Provados e aprovadíssimos foram o couvert, com queijo fresco de cabra; manteiga de cabra com alecrim e peixinhos da horta com  feijão-verde de verdade e o pão alentejano fresco e torrado servido num saco de pão à antiga em cima da mesa. A entrada que escolhemos, um queijo de cabra assado no forno com alho, azeite e mel era muito saboroso, mas não particularmente inspirado. Já os pratos principais limparam qualquer dúvida que tivesse restado no prato da entrada: um bacalhau gratinado com espargos verdes e salada de espinafres frescos e um lombo de porco confitado com maçã e servido com arroz cremoso de courgette provocaram silêncios saboreados em comunhão perfeita com o momento. Todos os ingredientes tinham o peso certo e o protagonismo temporal exacto para que o próximo se lhe seguisse ordeiramente, sem empurrar. Tivemos muita pena de não provar a garoupa corada com açorda de poejos, mas demorava 40 minutos a preparar e a vontade de provar tudo não estava de acordo com tamanha espera. Bebemos um Herdade dos Grous a acompanhar, impecável como sempre, que nunca dominou qualquer sabor do prato. Para finalizar, porque ir ao Alentejo e não comer sobremesa é um pecado capital, dividimos uma torta de laranja recheada com compota da mesma e redução de Porto que estava fresca, doce e absolutamente divina. Devo acrescentar uma nota, Mr Budget. Ir a um restaurante com estes pratos e estas características com uma criança podia ser um enorme foco de tensão. Mas não foi. Porque a contar com os pequenos visitantes, até há um prato de salsichas com ovos e arroz que, apesar dos ingredientes plebeus, se apresenta com o mesmo bom aspecto dos restantes pratos e em formas quadradas, o que diverte e dá um sentimento de importância às Pessoas Pequenas, que também provam e saboreiam como se soubessem o que estão a fazer. Também há gelados caseiros de frutas locais que acabam as refeições de forma saudável e nada indutora de stress por causa do chapéu do Pingu.

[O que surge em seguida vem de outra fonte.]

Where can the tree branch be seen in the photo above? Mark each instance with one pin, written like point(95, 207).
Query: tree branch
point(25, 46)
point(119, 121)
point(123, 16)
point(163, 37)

Acrescento ainda uma nota de mérito absoluto ao brunch do dia seguinte: servir iogurtes caseiros, compotas de figo e de abóbora, fatias douradas e bolos quentinhos à fatia é um sonho tornado realidade para qualquer pessoa que sonhe com pequenos-almoços de rei. Mr Budget, é demasiado fácil passar a acreditar num ser superior depois de tanta religiosidade posta no bom trabalho e nos magníficos ingredientes da cozinha neste local. Peregrine até lá e aproveite para comungar, sem necessidade de confissão.